UK: How to Help Stop Workplaces Making People Ill
Sickness absence has reached a 10-year high in the U.K.: Employees took an average of 7.8 days of sick leave in the last year. That’s an increase of two whole days over pre-pandemic levels.
What’s happening? The research authors (the CIPD with Simplyhealth, which looked at data from 6.5 million employees at 918 U.K. organizations), say there’s still a hangover from COVID-19, and maybe also a related change in attitudes to the need for taking sick leave.
Most of all, there’s a problem with workplace stress. Seventy-six percent of employees suggested it was the main factor: stress, they said, that had been caused primarily by “heavy workloads” and “management style.”
The Impact of Stress
The research authors argue that organizations need to put well-being strategies in place, not just discrete interventions that target people only at an individual level. Things like employee assistance programs and occupational sick pay schemes are already common. Judging by the figures, they don’t appear to be having enough of an effect, especially when it comes to the more difficult issues around long-term sickness absence—63 percent of employees are on long-term sick leave because of poor mental health, for example.
The picture of sickness suggests a larger problem, one of basic workplace culture. In a workplace environment where people feel overwhelmed, mistrustful of management and have little sense of engagement, then stress eventually leads to ill health and absence.
The Importance of a Well-Being Strategy
The CIPD’s Rachel Suff, senior policy adviser for employment relations in London, hit the nail on the head. Having a well-being strategy has to be a good thing, but you don’t want to miss the more essential point about culture. “It’s important that organizations create an open, supportive culture where employees feel they can come forward,” she said. People need to feel safe, like they’re really listened to and understood, not just walking performance targets.
The report is right to conclude that there needs to be a shift in terms of responsibility among organizations for their employee well-being—more of an acknowledgment of the impact of modern work pressures and routines on health, and that there’s a shared responsibility. At the same time, that includes a commitment to creating a healthy workplace when it comes to relationships and how people treat each other.
That means having a “Clear Air Culture.”
The kind of workplace where people feel comfortable in speaking up about their challenges (which is not as common as anyone might think), can have open conversations with line managers about workloads, levels of pressure and relationships inside teams, and simply be themselves. Get things out in the open in a constructive way and defuse the stress. Help stop the slide into illness.

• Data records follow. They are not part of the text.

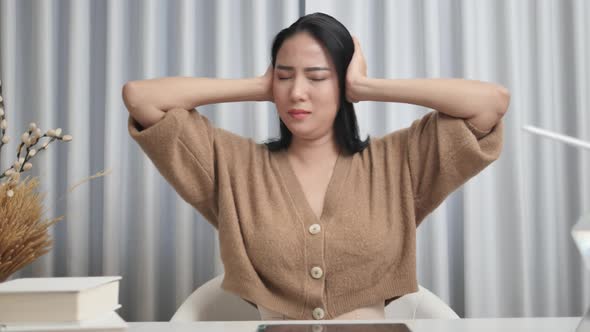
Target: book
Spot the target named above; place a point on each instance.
(110, 322)
(62, 299)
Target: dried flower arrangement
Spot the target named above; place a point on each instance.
(23, 231)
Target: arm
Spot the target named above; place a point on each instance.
(148, 100)
(483, 104)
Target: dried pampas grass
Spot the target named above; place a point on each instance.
(23, 231)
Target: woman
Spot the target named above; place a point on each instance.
(317, 224)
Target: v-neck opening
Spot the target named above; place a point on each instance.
(295, 188)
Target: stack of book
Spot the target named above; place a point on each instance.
(61, 304)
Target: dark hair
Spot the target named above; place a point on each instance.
(334, 36)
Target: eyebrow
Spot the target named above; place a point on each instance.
(306, 69)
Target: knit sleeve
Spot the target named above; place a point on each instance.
(180, 145)
(443, 153)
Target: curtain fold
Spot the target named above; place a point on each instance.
(498, 247)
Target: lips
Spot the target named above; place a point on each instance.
(298, 111)
(298, 114)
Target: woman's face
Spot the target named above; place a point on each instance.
(305, 88)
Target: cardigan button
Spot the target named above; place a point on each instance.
(315, 228)
(317, 328)
(318, 313)
(316, 272)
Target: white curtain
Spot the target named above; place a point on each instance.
(63, 64)
(500, 246)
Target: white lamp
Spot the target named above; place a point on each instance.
(581, 230)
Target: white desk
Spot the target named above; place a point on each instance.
(567, 324)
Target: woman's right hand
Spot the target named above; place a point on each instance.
(267, 79)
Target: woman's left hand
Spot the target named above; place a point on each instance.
(357, 71)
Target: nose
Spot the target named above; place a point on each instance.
(299, 89)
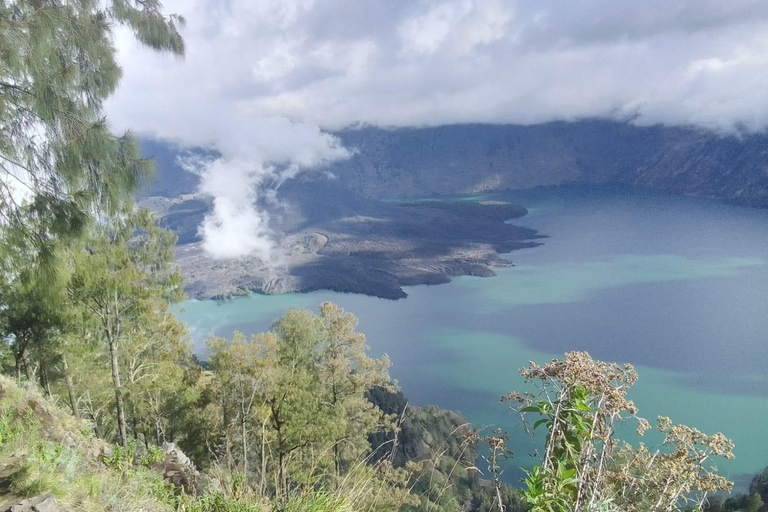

In practice, that involves employers and HR paying more attention to the conversation skills needed, the ability of managers and employees generally to deal with difficult conversations and challenges by drawing on those all-important qualities: empathy, curiosity, self-awareness, reflective listening and situational awareness. It also means looking into levels of psychological safety among teams and how they can be restored and developed.